1. A packaged electronic device, comprising:

a die attach pad having a first side and an opposite second side;

a semiconductor die having a first side and an opposite second side, the first side of the semiconductor die mounted to the second side of the die attach pad;

a conductive plate having a first side and an opposite second side;

a polymer layer having a first side and an opposite second side, the first side of the polymer layer on the first side of the conductive plate, and the second side of the polymer layer on the first side of the die attach pad; and

a package structure, the package structure encloses the semiconductor die and the die attach pad, and the package structure exposes a portion of the second side of the conductive plate.

2. The packaged electronic device of claim 1, wherein the polymer layer has a dielectric strength of 10 kV/mm or more.

3. The packaged electronic device of claim 2, wherein the first side and the second side of the polymer layer are spaced apart from one another by a thickness of 140 μm or more.

4. The packaged electronic device of claim 3, wherein the polymer layer has a thermal conductivity of 5 W per meter per degree K or more.

5. The packaged electronic device of claim 2, wherein the polymer layer has a thermal conductivity of 5 W per meter per degree K or more.

6. The packaged electronic device of claim 2, wherein the first side and the second side of the conductive plate are spaced apart from one another by a plate thickness of 0.25 mm or more and 3.0 mm or less.

7. The packaged electronic device of claim 1, wherein the first side and the second side of the conductive plate are spaced apart from one another by a plate thickness of 0.25 mm or more and 3.0 mm or less.

8. The packaged electronic device of claim 7, wherein the plate thickness is 0.50 mm or more and 1.0 mm or less.

9. The packaged electronic device of claim 1, wherein the polymer layer has a breakdown voltage of 1 kV or more.

10. The packaged electronic device of claim 9, wherein the first side and the second side of the conductive plate are spaced apart from one another by a plate thickness of 0.25 mm or more and 3.0 mm or less.

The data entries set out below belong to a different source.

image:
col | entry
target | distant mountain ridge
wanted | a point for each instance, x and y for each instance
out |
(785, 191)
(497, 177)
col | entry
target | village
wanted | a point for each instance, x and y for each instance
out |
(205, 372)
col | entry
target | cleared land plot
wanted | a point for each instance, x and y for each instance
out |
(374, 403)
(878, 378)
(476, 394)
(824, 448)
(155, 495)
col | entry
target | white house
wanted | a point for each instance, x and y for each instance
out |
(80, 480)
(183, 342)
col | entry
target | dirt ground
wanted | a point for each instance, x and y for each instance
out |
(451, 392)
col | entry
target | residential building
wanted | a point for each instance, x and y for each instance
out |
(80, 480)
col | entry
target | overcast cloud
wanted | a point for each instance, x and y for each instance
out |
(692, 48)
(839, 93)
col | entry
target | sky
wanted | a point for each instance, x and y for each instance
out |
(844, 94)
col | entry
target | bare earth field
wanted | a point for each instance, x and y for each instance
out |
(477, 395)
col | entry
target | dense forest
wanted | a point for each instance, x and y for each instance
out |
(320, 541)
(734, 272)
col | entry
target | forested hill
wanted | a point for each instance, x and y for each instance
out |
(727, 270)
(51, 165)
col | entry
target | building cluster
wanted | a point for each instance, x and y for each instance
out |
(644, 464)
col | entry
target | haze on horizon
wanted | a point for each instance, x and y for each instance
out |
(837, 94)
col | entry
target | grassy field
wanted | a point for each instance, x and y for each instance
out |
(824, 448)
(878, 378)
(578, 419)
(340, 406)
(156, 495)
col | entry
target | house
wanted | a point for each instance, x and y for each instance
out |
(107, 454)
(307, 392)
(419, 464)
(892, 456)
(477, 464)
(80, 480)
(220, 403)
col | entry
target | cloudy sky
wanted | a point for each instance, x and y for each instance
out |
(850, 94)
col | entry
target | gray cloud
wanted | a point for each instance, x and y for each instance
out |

11. A packaged electronic device, comprising:

a die attach pad enclosed by a package structure;

a semiconductor die mounted to a side of the die attach pad;

a conductive plate; and

a polymer layer having a first side on a side of the conductive plate, and a second side on the die attach pad.

12. The packaged electronic device of claim 11, wherein the polymer layer has a dielectric strength of 10 kV/mm or more.

13. The packaged electronic device of claim 12, wherein the polymer layer has a thickness of 140 μm or more.

14. The packaged electronic device of claim 11, wherein the polymer layer has a breakdown voltage of 1 kV or more.

15. The packaged electronic device of claim 14, wherein the conductive plate has a plate thickness of 0.25 mm or more and 3.0 mm or less.

16-20. (canceled)

21. A packaged electronic device, comprising:

a first side of a polymer layer attached to a first side of a conductive plate;

a first side of a die attach pad attached to a second side of the polymer layer;

a first side of a semiconductor die attached to a second side of the die attach pad;

a conductive feature of the semiconductor die coupled to a lead; and

a package structure that encloses the semiconductor die and the die attach pad and exposes a portion of a second side of the conductive plate.

22. The packaged electronic device of claim 21, wherein the polymer layer has a dielectric strength of 10 kV/mm or more.

23. The packaged electronic device of claim 22, wherein the first side and the second side of the polymer layer are spaced apart from one another by a thickness of 140 μm or more.

24. The packaged electronic device of claim 21, wherein the first side and the second side of the conductive plate are spaced apart from one another by a plate thickness of 0.25 mm or more and 3.0 mm or less.

25. The packaged electronic device of claim 21, wherein the polymer layer has a breakdown voltage of 1 kV or more.